「私は夫の部下ではない」 定年退職した夫との会話を拒否する妻の“本当”の心情とは
袖口から見えるロレックス
少し照れくさそうに手で髪をかき上げ、また大きく腕を組み直して話します。
サマースーツの袖口から見えるのは、クロノグラフの腕時計。丸い文字盤の中にさらに三つの丸い時計がある。つまり、ストップウオッチ機能がついた高級腕時計。
ロレックスですか?
「ええ、私が執行役員になった記念に購入しました。いつかはロレックス、と憧れた世代でもありますので、着けた時は身が引き締まる思いでしたよ」
アップルウオッチを着けている男性が多い今の時代に、長針や短針だけでなく横に操作リューズが三つも付いている腕時計をしているのは、そこに彼の美学があるということでしょう。
彼が身に着けているロレックスについて、ひとしきり説明してくれます。
オーソドックスなタイプで、文字盤の中央軸に付いている針が秒積算計、30の目盛りがある針が分積算計で、12の目盛りを持つ針が時積算計。積算計を見て、経過時間を読み取ることができる優れた時計です。
クロノグラフは、飛行機のパイロットが必要な計算をすべて行うことができるからと開発された腕時計ですが、彼はパイロットではなく、60歳で定年退職を迎えた会社員ですので、やはり腕時計に彼の美学を感じます。
彼の持つ美学を、奥様は理解していらっしゃるでしょうか。
「いえ、理解しません。家内は私には関心を持っていませんし、私の側としても、妻に対しては、家事と子育て以上に求めるものはありません。妻は、育児のスキルはとても高い女性ですよ。それは私も認めます」
夫婦の「ホウレンソウ」はLINEで
その奥様が、なぜ突然「夫とは話をしない」と伝えてきたのでしょう。
そもそも、どんなふうに伝えてきましたか?
「LINEです。いわゆる『ホウレンソウ』は、今までもLINEで全部行ってきたのですが、私と話したくないなどと一方的にLINEで伝えてきたことにも、少し納得がいきません」
ホウレンソウとは、主に社内の「報告」「連絡」「相談」を略して言う言葉です。家庭の中でもホウレンソウという表現を使ってきたのでしょうか。
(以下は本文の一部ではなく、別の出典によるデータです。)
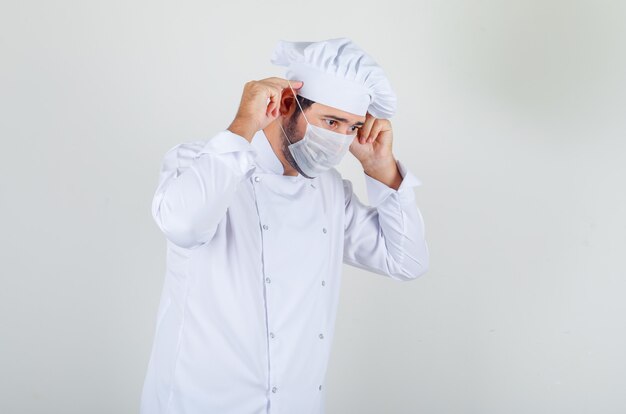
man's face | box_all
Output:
[281,95,365,178]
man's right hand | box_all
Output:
[228,77,303,141]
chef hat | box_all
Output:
[270,37,396,118]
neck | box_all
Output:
[263,118,298,176]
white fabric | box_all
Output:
[141,130,428,414]
[270,37,397,118]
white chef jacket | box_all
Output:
[141,130,428,414]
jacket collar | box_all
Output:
[252,129,285,175]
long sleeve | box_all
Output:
[343,160,429,281]
[152,130,257,248]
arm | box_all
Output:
[343,160,429,281]
[152,78,302,249]
[152,130,256,248]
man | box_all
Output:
[141,38,429,414]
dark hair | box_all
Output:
[289,95,315,124]
[296,95,315,111]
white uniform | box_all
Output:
[141,130,428,414]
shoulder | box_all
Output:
[157,139,207,170]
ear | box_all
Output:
[280,88,298,117]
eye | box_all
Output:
[324,119,337,127]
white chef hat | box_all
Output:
[270,37,396,118]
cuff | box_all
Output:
[363,159,422,207]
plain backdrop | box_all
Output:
[0,0,626,414]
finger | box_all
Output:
[367,122,383,142]
[268,77,304,89]
[359,117,376,144]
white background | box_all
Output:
[0,0,626,414]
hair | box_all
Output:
[291,95,315,121]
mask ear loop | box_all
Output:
[287,79,310,124]
[278,79,309,145]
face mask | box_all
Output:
[279,80,355,177]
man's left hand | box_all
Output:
[350,112,402,190]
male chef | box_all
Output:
[141,38,429,414]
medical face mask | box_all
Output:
[279,84,355,177]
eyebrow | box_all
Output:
[322,115,363,125]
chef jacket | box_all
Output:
[141,130,428,414]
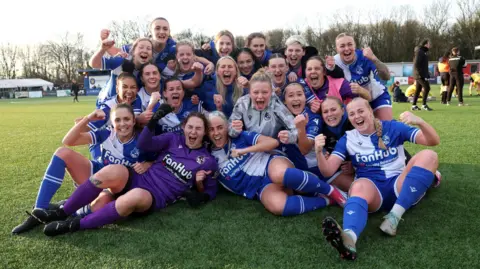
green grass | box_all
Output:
[0,87,480,268]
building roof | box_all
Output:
[0,78,53,89]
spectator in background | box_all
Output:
[412,39,433,111]
[390,81,408,103]
[71,79,80,103]
[447,47,467,106]
[438,51,450,104]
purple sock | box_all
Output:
[80,201,125,230]
[63,180,102,216]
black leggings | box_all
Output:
[412,79,430,106]
[447,72,465,103]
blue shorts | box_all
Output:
[308,166,342,184]
[90,160,105,176]
[256,155,293,200]
[370,91,392,111]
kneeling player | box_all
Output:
[315,98,440,260]
[209,111,345,216]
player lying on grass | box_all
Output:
[32,108,218,236]
[315,98,440,260]
[12,104,151,234]
[282,83,353,191]
[209,111,345,216]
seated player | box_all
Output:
[153,77,206,134]
[209,111,345,216]
[32,108,218,236]
[12,104,151,234]
[315,98,440,260]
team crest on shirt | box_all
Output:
[197,156,205,164]
[382,135,390,145]
[355,66,363,75]
[263,112,272,121]
[130,148,140,159]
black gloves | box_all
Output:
[147,104,173,132]
[184,190,210,207]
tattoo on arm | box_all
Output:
[373,59,390,80]
[90,177,102,187]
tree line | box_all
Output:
[0,0,480,84]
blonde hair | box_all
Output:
[175,39,195,76]
[347,97,387,150]
[214,30,235,49]
[250,68,272,86]
[215,56,243,104]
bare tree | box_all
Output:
[108,18,150,45]
[41,32,89,81]
[0,44,18,79]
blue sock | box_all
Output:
[35,155,67,209]
[343,196,368,237]
[283,168,332,195]
[396,166,435,210]
[282,195,327,216]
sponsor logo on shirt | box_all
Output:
[162,154,193,184]
[355,147,398,166]
[103,150,132,166]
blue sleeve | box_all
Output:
[88,105,111,131]
[297,78,315,104]
[102,56,125,70]
[332,134,348,161]
[88,128,111,145]
[240,131,260,146]
[390,120,420,143]
[306,113,322,140]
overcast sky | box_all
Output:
[0,0,455,48]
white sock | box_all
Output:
[343,229,357,244]
[390,204,405,218]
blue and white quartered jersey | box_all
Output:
[89,128,143,166]
[88,95,143,131]
[97,56,142,108]
[137,87,164,112]
[153,100,206,135]
[334,49,387,100]
[280,107,323,169]
[212,131,270,199]
[332,121,419,181]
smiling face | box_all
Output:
[208,113,228,148]
[150,19,170,44]
[117,77,138,104]
[347,99,375,135]
[335,36,355,64]
[176,45,195,73]
[250,81,272,111]
[164,80,185,108]
[268,58,288,86]
[285,43,305,66]
[305,59,325,89]
[133,40,153,66]
[142,64,160,90]
[321,98,344,127]
[183,116,206,149]
[215,35,233,57]
[237,52,255,76]
[217,58,238,86]
[110,108,135,140]
[248,37,267,59]
[285,84,307,116]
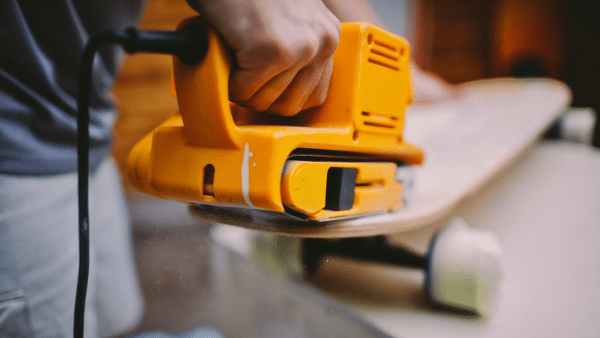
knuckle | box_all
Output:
[321,29,340,57]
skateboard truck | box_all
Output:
[127,18,423,221]
[302,218,502,316]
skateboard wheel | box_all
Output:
[396,164,415,204]
[425,218,502,316]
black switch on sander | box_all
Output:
[325,167,358,211]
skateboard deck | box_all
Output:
[190,79,571,238]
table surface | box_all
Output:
[311,141,600,337]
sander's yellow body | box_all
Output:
[127,22,423,220]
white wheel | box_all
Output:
[425,218,502,316]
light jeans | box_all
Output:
[0,160,143,338]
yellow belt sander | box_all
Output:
[127,19,423,221]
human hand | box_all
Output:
[188,0,341,116]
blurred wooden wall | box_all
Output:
[113,0,197,185]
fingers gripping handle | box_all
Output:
[173,18,241,149]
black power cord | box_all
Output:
[73,24,208,338]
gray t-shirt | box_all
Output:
[0,0,143,175]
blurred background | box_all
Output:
[114,0,600,332]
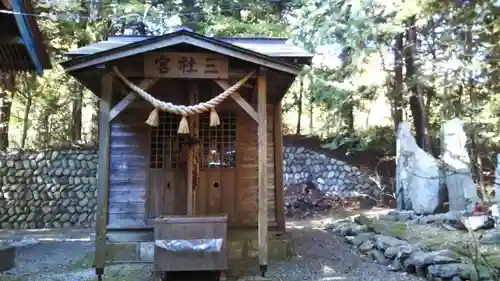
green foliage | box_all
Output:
[0,0,500,158]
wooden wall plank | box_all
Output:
[195,170,208,216]
[273,103,286,231]
[221,169,236,224]
[95,74,113,276]
[257,66,268,274]
[207,169,222,212]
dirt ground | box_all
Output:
[0,211,421,281]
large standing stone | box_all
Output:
[396,121,413,210]
[396,122,439,214]
[495,153,500,220]
[443,118,479,211]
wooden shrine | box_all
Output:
[62,29,312,276]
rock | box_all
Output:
[78,213,87,223]
[461,216,494,231]
[387,259,403,271]
[351,225,368,235]
[427,263,489,280]
[59,213,71,222]
[359,240,375,254]
[370,249,387,264]
[78,197,89,207]
[441,118,479,211]
[351,233,373,246]
[404,250,458,266]
[479,229,500,245]
[0,245,16,271]
[375,234,408,251]
[384,244,420,259]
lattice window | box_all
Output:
[150,112,186,169]
[200,114,236,168]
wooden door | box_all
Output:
[196,113,236,222]
[148,112,187,219]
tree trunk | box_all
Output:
[71,82,84,143]
[90,97,99,145]
[405,16,431,152]
[0,73,16,151]
[309,73,314,135]
[343,103,354,133]
[392,33,403,132]
[295,75,304,135]
[21,94,33,148]
[37,108,50,148]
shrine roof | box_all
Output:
[62,28,313,74]
[0,0,51,75]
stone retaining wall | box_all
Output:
[0,149,97,229]
[283,146,373,198]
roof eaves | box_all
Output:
[61,30,301,72]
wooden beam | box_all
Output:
[215,80,259,123]
[109,79,158,122]
[187,80,200,216]
[273,102,286,232]
[2,0,12,10]
[95,73,113,280]
[0,36,24,45]
[61,34,300,75]
[257,66,268,276]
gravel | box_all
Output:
[0,219,424,281]
[262,217,425,281]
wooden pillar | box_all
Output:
[187,80,200,216]
[273,101,285,232]
[95,73,113,280]
[257,68,268,276]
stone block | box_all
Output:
[106,243,139,262]
[0,245,16,271]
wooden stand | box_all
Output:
[154,216,227,280]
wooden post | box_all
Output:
[95,74,113,280]
[187,80,200,216]
[273,102,285,232]
[257,68,268,277]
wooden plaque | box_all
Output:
[144,52,229,79]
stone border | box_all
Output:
[327,216,493,281]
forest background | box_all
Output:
[0,0,500,190]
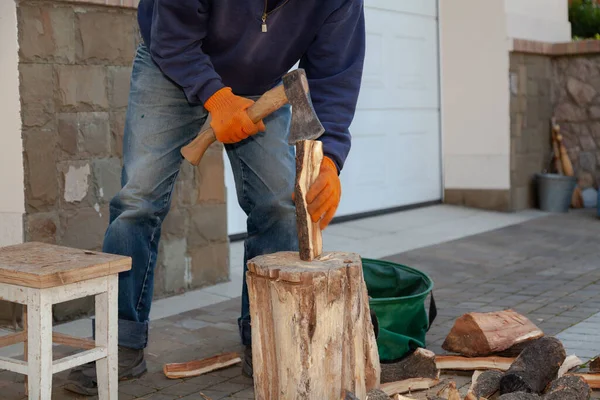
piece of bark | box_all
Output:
[498,392,541,400]
[435,356,516,371]
[565,374,600,389]
[366,389,390,400]
[590,357,600,372]
[543,375,592,400]
[557,354,583,378]
[442,310,544,357]
[465,370,504,400]
[380,378,440,396]
[500,337,567,394]
[163,352,242,379]
[342,390,360,400]
[246,252,381,400]
[294,140,323,261]
[381,348,440,383]
[494,338,540,358]
[448,381,462,400]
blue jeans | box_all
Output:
[103,45,298,349]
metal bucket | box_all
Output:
[536,174,577,213]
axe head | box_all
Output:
[283,68,325,145]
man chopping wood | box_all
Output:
[67,0,365,395]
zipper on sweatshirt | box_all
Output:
[261,0,290,32]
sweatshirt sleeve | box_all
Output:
[299,0,365,172]
[150,0,224,103]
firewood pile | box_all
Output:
[360,310,600,400]
[164,310,600,400]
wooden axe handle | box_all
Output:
[181,85,288,166]
[556,134,575,176]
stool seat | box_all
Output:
[0,242,131,289]
[0,242,131,400]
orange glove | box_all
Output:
[306,156,342,230]
[204,87,265,143]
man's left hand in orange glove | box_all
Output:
[306,156,342,230]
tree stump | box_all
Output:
[246,252,381,400]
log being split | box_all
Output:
[500,337,567,394]
[442,310,544,357]
[381,348,440,383]
[247,252,381,400]
[294,140,323,261]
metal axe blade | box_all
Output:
[283,68,325,145]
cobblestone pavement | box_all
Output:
[0,211,600,400]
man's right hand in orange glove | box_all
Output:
[204,87,265,143]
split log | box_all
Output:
[590,357,600,372]
[342,390,360,400]
[495,339,539,358]
[381,348,440,383]
[565,374,600,389]
[498,392,541,400]
[465,370,503,400]
[500,337,567,394]
[163,353,242,379]
[392,393,414,400]
[381,378,440,396]
[366,389,390,400]
[246,252,381,400]
[435,356,516,371]
[446,381,462,400]
[294,140,323,261]
[544,375,592,400]
[442,310,544,357]
[557,354,583,378]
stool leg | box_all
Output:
[27,289,52,400]
[96,275,119,400]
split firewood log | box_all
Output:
[465,369,504,400]
[381,348,440,383]
[590,356,600,372]
[436,381,462,400]
[565,374,600,389]
[498,392,541,400]
[543,375,592,400]
[380,378,440,396]
[342,390,360,400]
[494,336,543,358]
[435,356,516,371]
[557,354,583,378]
[500,337,567,394]
[442,310,544,357]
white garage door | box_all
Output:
[224,0,442,235]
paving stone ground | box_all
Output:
[0,211,600,400]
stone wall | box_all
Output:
[14,0,229,320]
[510,53,552,211]
[510,40,600,210]
[553,54,600,183]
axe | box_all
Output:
[181,68,325,166]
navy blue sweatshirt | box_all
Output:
[138,0,365,170]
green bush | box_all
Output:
[569,0,600,39]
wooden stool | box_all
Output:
[0,242,131,400]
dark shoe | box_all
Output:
[242,346,254,378]
[65,347,147,396]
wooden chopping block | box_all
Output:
[246,252,381,400]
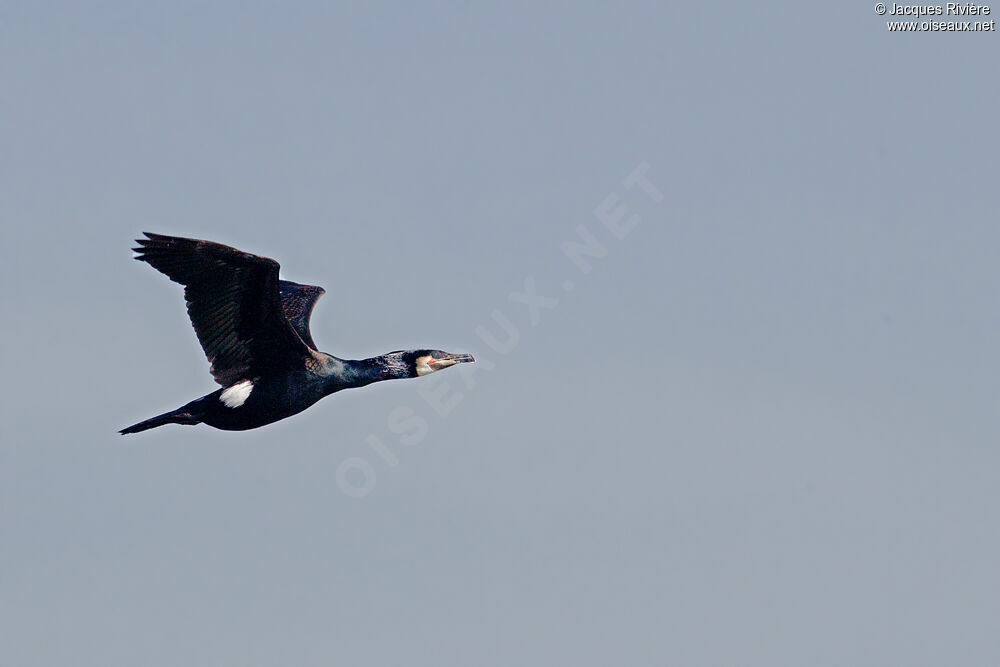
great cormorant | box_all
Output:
[119,232,475,435]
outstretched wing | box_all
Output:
[134,232,312,387]
[278,280,326,350]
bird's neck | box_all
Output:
[327,353,410,391]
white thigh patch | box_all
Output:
[219,380,253,408]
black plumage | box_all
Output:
[120,233,473,434]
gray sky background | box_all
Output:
[0,2,1000,667]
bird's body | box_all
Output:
[121,233,473,434]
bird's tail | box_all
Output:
[118,406,201,435]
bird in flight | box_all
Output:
[119,232,475,435]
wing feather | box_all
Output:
[134,232,312,387]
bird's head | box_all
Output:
[403,350,475,377]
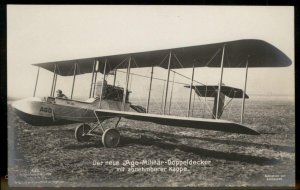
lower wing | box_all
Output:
[95,109,259,135]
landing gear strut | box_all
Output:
[75,114,121,148]
[75,123,91,142]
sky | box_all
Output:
[7,5,294,99]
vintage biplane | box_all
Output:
[13,39,291,147]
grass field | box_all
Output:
[8,100,295,187]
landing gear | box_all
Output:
[102,128,120,148]
[75,117,121,148]
[75,123,91,142]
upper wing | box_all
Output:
[184,85,249,99]
[95,109,259,135]
[33,39,292,76]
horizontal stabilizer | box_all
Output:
[184,85,249,99]
[95,109,259,135]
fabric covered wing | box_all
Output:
[33,39,291,76]
[95,109,259,135]
[184,85,249,99]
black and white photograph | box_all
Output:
[7,5,295,187]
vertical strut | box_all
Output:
[163,51,172,115]
[160,80,166,113]
[33,67,40,97]
[169,72,175,115]
[187,64,195,117]
[71,63,77,99]
[89,60,96,98]
[114,69,118,86]
[92,60,99,97]
[187,64,195,117]
[241,59,248,123]
[215,44,225,119]
[53,73,57,96]
[146,67,153,113]
[98,59,107,108]
[192,90,196,117]
[123,56,131,111]
[50,64,56,96]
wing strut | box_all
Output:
[98,59,107,108]
[50,64,56,96]
[169,71,175,115]
[146,67,153,113]
[241,59,248,124]
[114,69,118,86]
[187,64,195,117]
[123,56,131,111]
[163,51,172,115]
[33,67,40,97]
[216,44,225,119]
[89,59,96,98]
[71,63,77,99]
[92,60,99,97]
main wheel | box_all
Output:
[102,128,120,148]
[75,123,91,142]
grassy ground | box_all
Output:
[8,100,295,186]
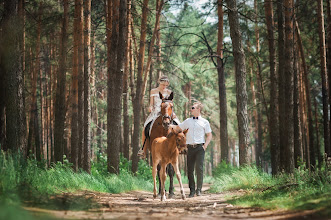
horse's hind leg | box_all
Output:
[167,164,175,198]
[173,161,185,199]
[157,164,161,195]
[160,165,167,201]
[152,163,157,199]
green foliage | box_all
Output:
[0,151,152,215]
[211,163,331,215]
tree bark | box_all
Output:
[71,0,81,171]
[318,0,330,165]
[281,0,294,173]
[54,0,69,162]
[77,0,84,168]
[123,0,132,160]
[226,0,249,165]
[83,0,91,173]
[293,38,303,168]
[107,0,127,174]
[264,0,279,175]
[141,0,164,99]
[217,0,230,163]
[324,0,331,156]
[295,21,315,169]
[277,0,287,171]
[132,0,148,173]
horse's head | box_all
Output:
[159,92,174,130]
[167,125,188,151]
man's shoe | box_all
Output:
[138,149,145,157]
[188,192,194,198]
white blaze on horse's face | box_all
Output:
[161,101,173,130]
[176,129,188,151]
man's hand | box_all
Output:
[148,106,153,112]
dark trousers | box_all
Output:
[187,145,205,193]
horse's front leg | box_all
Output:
[152,162,157,199]
[172,160,185,199]
[160,164,167,201]
[167,164,175,198]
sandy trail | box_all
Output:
[25,184,320,220]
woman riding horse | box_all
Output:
[138,76,180,158]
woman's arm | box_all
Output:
[148,96,154,112]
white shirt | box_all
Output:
[179,116,211,144]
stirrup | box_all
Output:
[137,149,145,157]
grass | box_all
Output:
[210,164,331,216]
[0,151,153,219]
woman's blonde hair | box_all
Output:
[193,102,203,111]
[157,76,169,83]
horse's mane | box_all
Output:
[167,125,183,138]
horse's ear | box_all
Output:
[167,92,174,100]
[159,92,163,100]
[167,127,175,138]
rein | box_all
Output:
[162,100,174,128]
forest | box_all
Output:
[0,0,331,219]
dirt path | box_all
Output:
[25,184,320,220]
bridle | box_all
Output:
[162,100,173,129]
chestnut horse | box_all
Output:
[142,93,177,197]
[152,125,188,201]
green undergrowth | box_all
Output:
[210,163,331,216]
[0,151,153,220]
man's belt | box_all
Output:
[187,144,204,148]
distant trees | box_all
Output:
[226,0,249,165]
[0,0,26,152]
[0,0,331,175]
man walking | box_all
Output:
[179,102,212,197]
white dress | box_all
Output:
[144,93,180,133]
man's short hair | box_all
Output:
[193,102,203,111]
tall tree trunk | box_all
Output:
[83,0,91,173]
[281,0,294,173]
[132,0,148,173]
[254,0,263,168]
[217,0,230,163]
[277,0,287,171]
[293,38,303,168]
[325,0,331,157]
[226,0,249,165]
[17,0,27,158]
[264,0,279,175]
[141,0,164,100]
[54,0,69,162]
[295,21,315,169]
[318,0,330,166]
[107,0,127,173]
[123,0,132,160]
[71,0,80,171]
[34,2,44,161]
[77,0,84,168]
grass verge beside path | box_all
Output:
[210,164,331,217]
[0,151,153,220]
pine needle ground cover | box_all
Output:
[0,152,153,219]
[210,163,331,216]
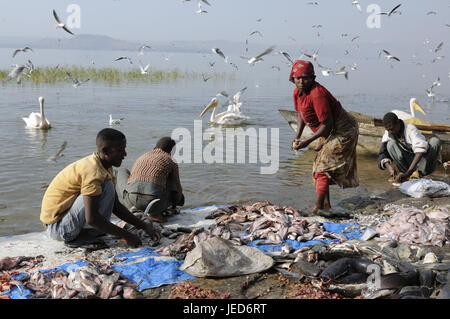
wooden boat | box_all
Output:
[278,109,450,162]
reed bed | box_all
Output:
[0,66,233,85]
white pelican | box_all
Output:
[22,96,52,130]
[200,97,248,125]
[391,97,426,120]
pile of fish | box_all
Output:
[6,266,141,299]
[156,201,347,259]
[376,205,450,247]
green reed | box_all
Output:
[0,66,233,85]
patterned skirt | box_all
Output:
[311,109,359,188]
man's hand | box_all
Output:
[291,139,309,151]
[123,232,142,247]
[395,172,411,183]
[144,223,161,242]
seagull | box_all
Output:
[114,56,133,64]
[248,30,263,38]
[352,0,362,12]
[202,73,211,82]
[303,49,319,61]
[195,1,208,14]
[434,42,444,52]
[139,60,150,74]
[13,47,34,58]
[383,50,400,61]
[5,64,28,84]
[425,86,435,97]
[334,66,348,80]
[109,114,124,125]
[211,48,228,63]
[47,141,67,162]
[241,46,275,66]
[139,45,152,55]
[53,10,75,35]
[378,4,402,17]
[278,51,294,65]
[66,71,90,88]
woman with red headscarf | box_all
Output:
[289,60,359,216]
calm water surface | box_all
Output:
[0,49,449,236]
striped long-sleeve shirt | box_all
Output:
[128,148,181,188]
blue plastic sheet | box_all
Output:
[3,205,363,299]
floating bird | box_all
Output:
[109,114,124,125]
[378,4,401,17]
[5,64,28,84]
[241,46,275,66]
[195,1,208,14]
[139,45,152,55]
[22,96,52,130]
[53,10,75,35]
[47,141,67,162]
[434,42,444,52]
[391,97,426,120]
[202,73,211,82]
[200,94,248,125]
[66,71,90,88]
[352,0,362,12]
[139,60,150,74]
[211,48,228,63]
[13,47,34,58]
[383,50,400,61]
[114,56,133,64]
[334,66,348,80]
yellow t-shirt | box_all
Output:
[40,152,116,224]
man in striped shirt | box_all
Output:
[117,137,184,222]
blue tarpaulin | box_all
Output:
[4,205,363,299]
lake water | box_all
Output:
[0,49,449,236]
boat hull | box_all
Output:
[279,109,450,162]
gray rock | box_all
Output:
[291,259,320,277]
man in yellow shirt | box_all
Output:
[40,128,161,246]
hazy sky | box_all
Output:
[0,0,450,95]
[0,0,450,44]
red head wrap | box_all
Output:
[289,60,314,82]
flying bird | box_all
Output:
[382,50,400,61]
[5,64,28,84]
[114,56,133,64]
[53,10,75,35]
[278,50,294,65]
[352,0,362,12]
[139,60,150,74]
[378,4,402,17]
[13,47,34,58]
[47,141,67,162]
[195,1,208,14]
[139,45,152,55]
[66,71,90,88]
[241,46,275,66]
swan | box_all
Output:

「当然ですよ。私は管理職ですが、仕事をするうえで最も大切なのはホウレンソウと若い頃から叩き込まれてきました。正しくホウレンソウを行い、自分の手にある作業仕事を手元から早く放すことが大切です。部下の指導もそのように行ってきましたが、弊社の社員は元来優秀でスキルの高い者ばかりですので、さして苦労はしませんでしたよ」
彼にとって「スキルが高い」のは大切なことのようですね。
会社の部下に対して、そのスキルの高さを認めていらっしゃるのは素晴らしいことですが、さて、夫婦間で、夫が妻に対して「スキルが高い」「スキルが低い」という表現を使うとどのような印象を受けるか少し考えてみましょう。